I can’t explain what you won’t understand
December 3rd, 2007The problem of mental illness is its invisibility– no wheelchair, no boils, no external signal that proves the existence of the condition. Like a pain syndrome, or a dormant allergy, mental illness exists to the beholder only to the extent that they are willing to behold it—to believe it exists. The other part of the problem with mental illness is its very mentalness—meaning that mental illness manifests itself it through words and deeds. Trying to explain what’s going on in your head, to someone who’s not inside with you, makes no sense– literally. There’s an underlying assumption that our thoughts and actions are under our control—such that the products of our thoughts, our words, our deeds, are intended. From the beholder’s end, the crazy person had to have meant what she said, what she did, because why else would she have done it, unless she was trying to be cruel/mean/whatever?
“Because I am crazy” ends up sounding like a lame excuse, but it’s true– unless you are inside the crazy person’s head, you can’t understand that there is a lack of control, a lack of connection between what you intended, and what manifests itself externally. When the crazy person is expressing thoughts, and acting on thoughts and feelings that are what she felt and meant at the moment, but which are based on a misperception of reality—psychosis, delusion, disassociation—how to explain it away when the episode is past, and say “I meant it, but it wasn’t real?” How to explain that your lies, your accusations, your hurtful behavior, were based on an unreal paranoid perception, or an anger so overwhelming that the whole world is colored red—but again, that it wasn’t real, you didn’t mean it in the sense of intending to hurt, now that the episode is past? Add into it the denial, the shame, the fear that we feel when we realize it’s happening again, and we lie about what were are thinking, what we are feeling before the episode really begins, because we know you won’t understand. It’s easier to pretend like your feelings and thoughts are connected to your words and deeds, and to not try to express, to in fact suppress, the swirl of emotions, the cycling thoughts, than to try to make you explain what you can’t. Which can only lead to more explanations of words and deeds to untangle when the world is right side up again. There’s an enormous leap of faith, of trust, that the outside observer is being asked to take—to believe what the crazy person is saying, afterward, even though the crazy person sometimes can’t trust their own mind.

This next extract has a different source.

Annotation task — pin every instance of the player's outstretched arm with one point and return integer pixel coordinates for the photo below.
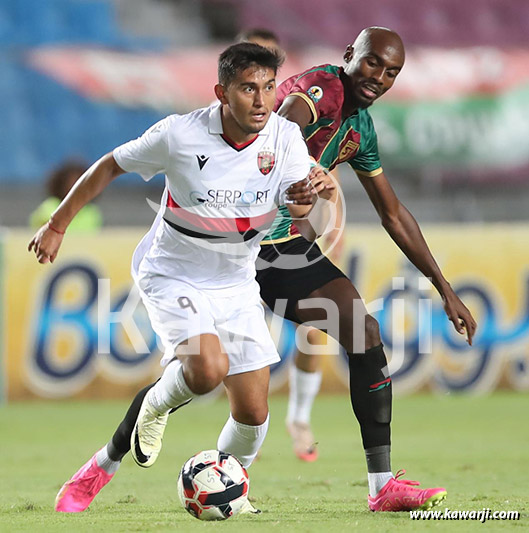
(404, 230)
(47, 241)
(318, 190)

I wish there were a flash animation online to show how increasing and decreasing hormone levels affect the map of the brain—your insight and memory, speech centers, emotions. Likewise with neurotransmitters, the electrical impulses that misfire when the crazy brain isn’t working properly. The analogy of serotonin to insulin works a little bit, and I’ve tried likening the misfiring impulses of the brain to a downed, live electrical line—who would go near it? No one. But the crazy person can sometimes lack the low blood sugar signals or the caution tape of the downed wire—making the “I can’t explain what you won’t understand” into a problem of “I can’t warn you about what I lack the insight to perceive.” Therapy can help, but it can take years to identify the warning signals, to become self-vigilant enough to seek help at the critical point. It’s better if you believe, and you watch with me, and you tell me I’m getting crazy again. That is, if I am lucky enough not to have ruined our relationship last time.